ROI - Return on Ideas - Spring 2026

Empathy helps humans repair service failures — but from a chatbot, it can feel intrusive and undermine trust.

After a service failure, customers expect empathy. When a human employee understands a customer’s frustration and shows they share that feeling, it can calm tensions and rebuild trust. But new research suggests that when a chatbot tries the same tactic, it can backfire.

A study co-authored by Dezhi Yin, associate professor of information systems at the University of South Florida, finds that empathetic responses from AI-powered service chatbots can unintentionally worsen customer reactions. The research is published in MIS Quarterly.
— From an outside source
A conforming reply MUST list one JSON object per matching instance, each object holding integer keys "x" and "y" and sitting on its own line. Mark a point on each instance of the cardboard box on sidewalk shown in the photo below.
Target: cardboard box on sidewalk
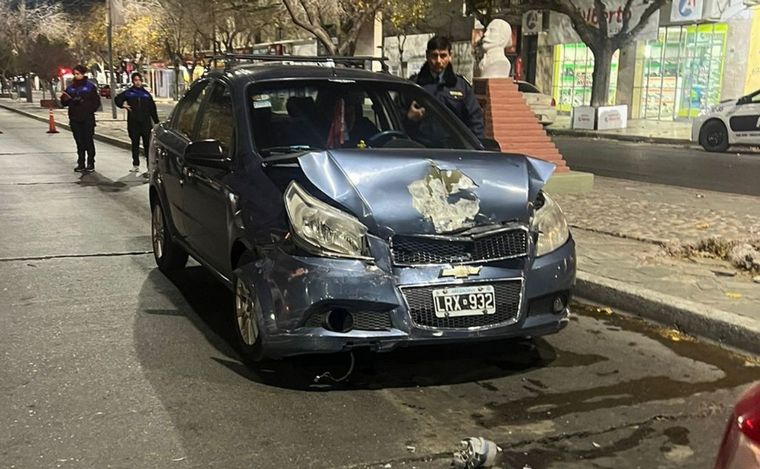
{"x": 583, "y": 118}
Across three experiments, including interactions with a live large language model based chatbot, the researchers examined how customers respond when chatbots acknowledge and mirror users’ negative emotions. Instead of soothing customers, these empathetic chatbot messages often triggered psychological reactance, a negative emotional response that occurs when people feel their sense of control is threatened or their boundaries are crossed.

Customers reacted negatively to the idea that a nonhuman system could recognize and respond to their emotions. That discomfort made the chatbot seem less competent and reduced overall perceptions of service quality and customer satisfaction.

The contrast with human agents was striking. When empathy came from a person, it remained effective and beneficial.

The findings suggest that customers hold different expectations for humans and artificial intelligence, particularly around emotional awareness. Making chatbots more human-like is not always the right strategy, especially in sensitive service recovery situations.

Authors: Elizabeth Han, McGill University; Dezhi Yin, University of South Florida; Han Zhang, Hong Kong Baptist University and Georgia Institute of Technology.